I've also recently read (listened to) "The Monuments Men" and that history is briefly touched on this book, "The Perfect Horse".
All three books should be read (or listened to) to get a full-fledged understanding of the time and place, to appreciate the great things that happen when the right people are at the right place, at the right time.
"The most complete accounting of "Operation Cowboy!"
I am the President of the Pacific Northwest Lipizzan Club. I have owned and bread Lipizzans since 2000. This is the most complete accounting of "Operation Cowboy" I have read. I have had the opportunity to hear from people in the know. Great read for anyone who loves Lipizzans.
"Review of The Perfect Horse."
I highly recommend this book to horse lovers and war history buffs. The narrative is excellent and the story full of suspenceful twists and turns.
"Way too much detail"
I would only recommend it if the person was very interested in horses. There is a lot of detail in the book that is only meaningful to a "horse person."
The most interesting is the main theme: the danger into which the Lippizaners were put during WWII. The least interesting is the overwhelming detail of every single character in the book. Do we really need to know which high school a minor character went to?

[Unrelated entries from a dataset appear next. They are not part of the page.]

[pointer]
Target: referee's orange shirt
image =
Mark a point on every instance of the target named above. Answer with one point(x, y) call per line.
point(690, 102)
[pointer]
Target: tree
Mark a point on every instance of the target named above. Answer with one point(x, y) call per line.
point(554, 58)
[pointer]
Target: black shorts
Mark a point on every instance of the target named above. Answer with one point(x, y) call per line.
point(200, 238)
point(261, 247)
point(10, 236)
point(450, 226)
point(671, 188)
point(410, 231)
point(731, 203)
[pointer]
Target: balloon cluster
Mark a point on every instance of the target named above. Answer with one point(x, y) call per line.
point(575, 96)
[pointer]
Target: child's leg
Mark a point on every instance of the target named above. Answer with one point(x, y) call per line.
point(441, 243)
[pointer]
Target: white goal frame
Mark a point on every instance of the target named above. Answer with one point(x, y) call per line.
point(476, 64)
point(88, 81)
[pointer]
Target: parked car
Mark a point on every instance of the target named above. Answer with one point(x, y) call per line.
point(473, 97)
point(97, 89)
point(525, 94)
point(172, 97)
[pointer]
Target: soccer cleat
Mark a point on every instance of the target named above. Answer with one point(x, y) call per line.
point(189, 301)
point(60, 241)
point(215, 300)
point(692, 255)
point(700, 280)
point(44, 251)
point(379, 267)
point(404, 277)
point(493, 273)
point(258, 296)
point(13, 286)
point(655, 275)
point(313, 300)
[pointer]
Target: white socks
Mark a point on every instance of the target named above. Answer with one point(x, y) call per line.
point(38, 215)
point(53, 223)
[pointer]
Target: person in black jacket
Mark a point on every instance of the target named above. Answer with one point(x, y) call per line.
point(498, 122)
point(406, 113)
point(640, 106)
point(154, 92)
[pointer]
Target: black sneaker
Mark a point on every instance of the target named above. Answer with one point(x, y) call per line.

I found the narrator's "German" pronunciation of names irritating. I'm sure he felt it added authenticity but to hear "Rrrrrodolfo Lessing" and similar names over and over grated.
No, the story was complete up to present day.
This book REALLY slowed down in the middle. I wouldn't have kept going except I had bought a copy as a gift for a "horsey" friend & I wanted to be able to discuss it with her. It picked up again as WWII was winding down.
If there is an abridged version available, buy that. There was WAY too much minutiae in this book.